Thank you for the follow-up! Sincerely appreciated. That’s a striking difference between the two parameterisations, and also the prior/posterior.

I don’t think I quite understand the centered / non-centered definitions though, I think I interpreted incorrectly before. I was thinking of ‘centered’ as de-meaned bfs, not a change in parameterisation.

the “non-centered” parametrization is the one where the model parameters corresponding to the basis function coefficients have a standard normal prior, independent from the GP hyperparameters

OK, so that sounds like the “default” implementation right? Like how I have it in the code above?

the “centered” parametrization would be the one were you parametrize the model directly in terms of the basis function function coefficients with the appropriate prior.

This confuses me. Would you keep the original spectral densities? I guess the ‘direct’ coefficient priors have to be normal for the prior to still qualify as a GP? Are there any details regarding implementation you can share, even just a few lines that can clarify the centered implementation.

Thanks again!

Oh! I see now where and why I have lost you! I didn’t make the connection to that previous post (of yours) Hilbert space approximate GP prior: why use de-meaned basis functions (PHI)?

I see why this has been confusing 😅

Anyways, when I talked about the centeredness of the parameterization I wasn’t talking about demeaning the basis functions. “Centered” / “Non-centered” parameterizations are the common but very unhelpful names for two specific ways of parametrizing hierarchical models, see eg 24.7 Reparameterization | Stan User’s Guide But of course in your last post everybody meant demeaned / non-demeaned basis functions when saying centered / non-centered.

I wanted to write a something up anyways, but this may take a few days in which I figure out the details myself. In the meantime the above link may be interesting, if not necessarily helpful for your current problem.

Edit:

Yes.

Yes, it’s only a change of variables.

Yes, they should still be normal after reparametrization (but I don’t know wheter this is always necessary for GP discretizations).

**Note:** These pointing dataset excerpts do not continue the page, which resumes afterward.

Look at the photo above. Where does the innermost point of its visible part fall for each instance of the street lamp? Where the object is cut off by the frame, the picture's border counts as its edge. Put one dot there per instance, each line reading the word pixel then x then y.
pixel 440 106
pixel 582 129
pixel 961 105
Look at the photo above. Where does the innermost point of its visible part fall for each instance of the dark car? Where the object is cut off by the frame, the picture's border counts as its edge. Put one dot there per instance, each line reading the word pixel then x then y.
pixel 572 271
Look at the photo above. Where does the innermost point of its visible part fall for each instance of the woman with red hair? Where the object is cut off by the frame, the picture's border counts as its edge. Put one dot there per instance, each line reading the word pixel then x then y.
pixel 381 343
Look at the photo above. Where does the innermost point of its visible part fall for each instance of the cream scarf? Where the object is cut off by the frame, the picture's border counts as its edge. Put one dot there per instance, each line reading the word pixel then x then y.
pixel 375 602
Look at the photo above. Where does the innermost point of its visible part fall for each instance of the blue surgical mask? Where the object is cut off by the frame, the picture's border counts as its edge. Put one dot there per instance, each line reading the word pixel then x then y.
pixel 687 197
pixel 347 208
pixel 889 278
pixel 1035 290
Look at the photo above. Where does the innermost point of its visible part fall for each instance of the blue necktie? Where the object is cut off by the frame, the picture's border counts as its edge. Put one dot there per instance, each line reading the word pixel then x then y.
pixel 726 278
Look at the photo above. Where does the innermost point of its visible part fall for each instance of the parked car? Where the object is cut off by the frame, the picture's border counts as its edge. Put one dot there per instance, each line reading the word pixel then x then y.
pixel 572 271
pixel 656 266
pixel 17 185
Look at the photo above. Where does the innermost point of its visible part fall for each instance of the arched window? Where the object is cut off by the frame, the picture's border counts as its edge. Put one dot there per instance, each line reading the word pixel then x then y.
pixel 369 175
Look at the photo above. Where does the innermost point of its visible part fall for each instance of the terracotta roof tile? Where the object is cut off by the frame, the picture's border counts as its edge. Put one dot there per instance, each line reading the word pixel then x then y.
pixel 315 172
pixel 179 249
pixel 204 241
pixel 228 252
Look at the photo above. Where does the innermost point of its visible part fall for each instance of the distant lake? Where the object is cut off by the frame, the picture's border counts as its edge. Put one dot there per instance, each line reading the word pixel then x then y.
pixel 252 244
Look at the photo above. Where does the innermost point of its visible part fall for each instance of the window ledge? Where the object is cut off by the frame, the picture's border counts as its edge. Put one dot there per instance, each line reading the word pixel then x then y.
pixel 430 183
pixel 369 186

In an ideal world, the so called centered parametrization (for a simpler model) would be

parameters {
real<lower=0> sigma;
real x;
}
model {
sigma ~ lognormal(0,1);
x ~ normal(0, sigma);
}


and the non-centered one would be

parameters {
real<lower=0> sigma;
real<offset=0, multiplier=sigma> x;
}
model {
sigma ~ lognormal(0,1);
x ~ normal(0, sigma);
}


which internally would look something like this

parameters {
real<lower=0> sigma;
real xi;
}
transformed parameters {
real x = sigma * xi;
}
model {
sigma ~ lognormal(0,1);
xi ~ normal(0, 1);
}


But I think there is some bug in the implementation of the offset/multiplier implementation where it sometimes gets stuck in weird places for numerical reasons.

2 Likes

Hi,

Oh! I see now where and why I have lost you!

Yep, that’s what tripped me up at first!

“Centered” / “Non-centered” parameterizations are the common but very unhelpful names for two specific ways of parametrizing hierarchical models…

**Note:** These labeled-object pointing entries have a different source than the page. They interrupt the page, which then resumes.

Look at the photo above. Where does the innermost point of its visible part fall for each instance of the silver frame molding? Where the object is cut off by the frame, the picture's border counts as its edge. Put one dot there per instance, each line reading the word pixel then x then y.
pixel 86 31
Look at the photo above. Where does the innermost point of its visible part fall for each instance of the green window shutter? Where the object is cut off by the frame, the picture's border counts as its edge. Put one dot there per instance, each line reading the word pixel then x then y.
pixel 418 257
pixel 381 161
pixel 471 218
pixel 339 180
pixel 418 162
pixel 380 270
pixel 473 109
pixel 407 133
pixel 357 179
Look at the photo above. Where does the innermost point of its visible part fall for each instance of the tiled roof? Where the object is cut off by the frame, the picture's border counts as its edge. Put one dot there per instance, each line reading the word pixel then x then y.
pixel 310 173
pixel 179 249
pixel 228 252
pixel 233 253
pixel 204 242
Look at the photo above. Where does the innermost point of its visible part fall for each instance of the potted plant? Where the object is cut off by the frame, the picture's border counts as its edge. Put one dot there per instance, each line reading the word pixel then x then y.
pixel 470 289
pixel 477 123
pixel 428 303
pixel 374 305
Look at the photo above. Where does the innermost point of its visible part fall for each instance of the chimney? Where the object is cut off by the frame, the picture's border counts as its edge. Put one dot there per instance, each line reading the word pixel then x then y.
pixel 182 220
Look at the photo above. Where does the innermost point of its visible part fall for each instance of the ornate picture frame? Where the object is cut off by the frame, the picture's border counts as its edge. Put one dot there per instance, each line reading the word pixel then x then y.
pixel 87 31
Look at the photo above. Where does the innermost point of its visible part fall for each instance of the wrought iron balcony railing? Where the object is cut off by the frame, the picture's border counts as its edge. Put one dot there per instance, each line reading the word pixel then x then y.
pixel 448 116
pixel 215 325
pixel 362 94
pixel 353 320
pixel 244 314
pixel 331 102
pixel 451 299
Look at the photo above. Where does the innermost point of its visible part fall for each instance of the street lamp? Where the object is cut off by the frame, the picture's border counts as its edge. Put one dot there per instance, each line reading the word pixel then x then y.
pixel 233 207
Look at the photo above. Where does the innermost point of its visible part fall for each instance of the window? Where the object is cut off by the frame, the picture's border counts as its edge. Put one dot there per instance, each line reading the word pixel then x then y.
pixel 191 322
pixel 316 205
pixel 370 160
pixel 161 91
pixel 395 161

I understand centered vs non-centered parameterizations in the standard models, I just don’t don’t quite understand them in the context of the GP basis function coefficients. Do you mean that for the first x basis functions, rather than having e.g.
f_nc = gp_mu + PHI_f * (diagSPD_f .* beta_f)
beta_f ~ normal(0, 1),
you would have something like:
f_c ~ normal(gp_mu, PHI_f * diagSPD_f ) ?

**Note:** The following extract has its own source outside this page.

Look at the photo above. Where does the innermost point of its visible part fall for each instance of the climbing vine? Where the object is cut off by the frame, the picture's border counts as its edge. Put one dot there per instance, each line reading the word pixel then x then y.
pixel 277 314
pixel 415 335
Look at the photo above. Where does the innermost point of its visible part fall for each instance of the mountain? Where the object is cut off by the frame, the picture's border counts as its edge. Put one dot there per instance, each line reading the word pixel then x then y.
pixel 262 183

(I know I have ignored dimensions and slicing etc in the code above, and this wouldn’t actually run as-is. If it’s too hand-wavy to catch what I’m saying I can tighten it up.)

Ideally I would want to have something like this:

data {
//...
vector<lower=0, upper=1>[gp_no_basis_functions] gp_centeredness;
}
parameters {
real<lower=0> gp_sigma;
real<lower=0> gp_lengthscale;
vector<multiplier=pow(diagSPD_f,1-gp_centeredness)>[gp_no_basis_functions] gp_basis_function_coefficients;
}
transformed parameters {
vector[no_measurements] f = gp_mu + PHI_f * gp_basis_function_coefficients; // Or the faster alternative proposed by Aki
}
model {
//...
gp_basis_function_coefficients ~ normal(0, diagSPD_f);
}


But I tried this and the sampler gets stuck, I think due the bug in the implementation.

1 Like

Ahh ok. That’s helpful, thanks!

Hope it helps. If there are further questions or maybe a nice example, don’t hesitate to share them.